Question

A chemistry graduate student is given 125.mL of a 0.20M acetic acid HCH3CO2 solution. Acetic acid is a weak acid with =Ka×1.810−5. What mass of NaCH3CO2 should the student dissolve in the HCH3CO2 solution to turn it into a buffer with pH =4.47?

Answer 1

Answer : The mass of sodium acetate is, 1.097 grams.

Explanation : Given,

The dissociation constant for acetic acid = $K_a=1.8\times 10^{-5}$

Concentration of acetic acid (weak acid)= 0.20 M

volume of solution = 125. mL

pH = 4.47

First we have to calculate the value of $pK_a$.
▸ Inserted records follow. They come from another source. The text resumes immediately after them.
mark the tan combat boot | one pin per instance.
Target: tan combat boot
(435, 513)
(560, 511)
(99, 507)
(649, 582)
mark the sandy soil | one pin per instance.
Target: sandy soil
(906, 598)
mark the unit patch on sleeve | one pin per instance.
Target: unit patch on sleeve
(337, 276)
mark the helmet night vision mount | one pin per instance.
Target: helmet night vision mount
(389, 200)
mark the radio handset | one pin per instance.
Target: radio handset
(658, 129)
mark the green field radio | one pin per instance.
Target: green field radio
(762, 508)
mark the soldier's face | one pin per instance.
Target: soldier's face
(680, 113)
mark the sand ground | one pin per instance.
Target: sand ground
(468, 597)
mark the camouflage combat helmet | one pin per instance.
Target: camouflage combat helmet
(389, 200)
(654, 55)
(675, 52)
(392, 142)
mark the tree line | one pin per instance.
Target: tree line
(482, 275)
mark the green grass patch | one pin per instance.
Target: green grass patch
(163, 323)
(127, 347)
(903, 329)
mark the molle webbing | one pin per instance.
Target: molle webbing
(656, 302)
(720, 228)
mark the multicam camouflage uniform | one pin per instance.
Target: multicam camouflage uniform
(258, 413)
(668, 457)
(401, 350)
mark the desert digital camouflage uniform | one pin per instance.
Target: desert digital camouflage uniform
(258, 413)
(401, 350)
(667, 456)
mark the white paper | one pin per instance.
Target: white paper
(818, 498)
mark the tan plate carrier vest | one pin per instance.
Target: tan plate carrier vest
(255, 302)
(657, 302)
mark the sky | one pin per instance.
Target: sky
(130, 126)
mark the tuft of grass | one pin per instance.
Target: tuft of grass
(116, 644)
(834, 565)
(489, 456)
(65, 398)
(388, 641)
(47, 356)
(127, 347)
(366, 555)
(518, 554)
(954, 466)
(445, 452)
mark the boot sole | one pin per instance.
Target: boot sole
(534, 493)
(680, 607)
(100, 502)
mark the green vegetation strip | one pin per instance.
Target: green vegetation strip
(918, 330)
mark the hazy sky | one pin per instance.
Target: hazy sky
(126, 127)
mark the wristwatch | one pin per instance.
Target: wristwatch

The expression used for the calculation of $pK_a$ is,

$pK_a=-\log (K_a)$

Now put the value of $K_a$ in this expression, we get:

$pK_a=-\log (1.8\times 10^{-5})$

$pK_a=5-\log (1.8)$

$pK_a=4.74$

Now we have to calculate the concentration of sodium acetate (conjugate base or salt).

Using Henderson Hesselbach equation :

$pH=pK_a+\log \frac{[Salt]}{[Acid]}$

Now put all the given values in this expression, we get:

$4.47=4.74+\log (\frac{[Salt]}{0.20})$

$[Salt]=0.107M$

Now we have to calculate the mass of sodium acetate.

$\text{Concentration}=\frac{\text{Mass of }NaCH_3CO_2\times 1000}{\text{Molar mass of }NaCH_3CO_2\times \text{Volume of solution (in mL)}}$

$0.107M=\frac{\text{Mass of }NaCH_3CO_2\times 1000}{82g/mol\times 125mL}$

$\text{Mass of }NaCH_3CO_2=1.097g$

Therefore, the mass of sodium acetate is, 1.097 grams.